Morgan Stanley will invest $5 million while the IFC will invest $2 million in the Nairobi-based Eleni LLC.

Gary Offner, the managing director of Morgan Stanley, said the new initiative will improve transparency and liquidity in agricultural markets in the developing world, where food security is often a pressing concern.

“Morgan Stanley is committed to leveraging its financial expertise in support of business models that help address society’s greatest challenges,” he said in statement.

Georgina Baker, the director of trade and supply chain at the IFC, said commodity exchanges help to improve productivity and risk management.

“They also make finance more accessible to farmers, helping the latter increase their share of the final price and get paid faster.” said Mr Baker.

Eleni LLC was started by Eleni Gabre-Madhin, an Ethiopian businesswoman who founded the Ethiopia Commodities Exchange, which institutions like the World Bank and International Fund for Agricultural Development cite as a model exchange for Africa.

Eleni LLC will co-ordinate the development of exchanges across the continent modelled on Ethiopia’s success story on a public-private partnership (PPP) basis.

“We expect to roll out a number of such projects in 2013,” said Ms Gabre-Madhin.

The exchanges are expected to boost food marketing structures, help farmers discover better prices for their grains, improve storage systems and formalise marketing.

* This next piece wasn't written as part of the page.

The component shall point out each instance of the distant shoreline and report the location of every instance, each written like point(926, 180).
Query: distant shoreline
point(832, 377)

The move comes at a time when African countries are increasing food yields but not reaping maximum benefits due to unstructured marketing systems.

“I cannot think of a better time to develop this business in Africa. Africa is the world’s last frontier for agriculture, but it achieves only one quarter of its potential yield, while 70 per cent of its farmland is unused,” said Ms Gabre-Madhin.

EAC countries have been planning to start commodity exchanges without success, with Rwanda expected to launch the region’s first through its Trade Ministry mid this year. In Kenya, a warehousing receipt system was launched recently.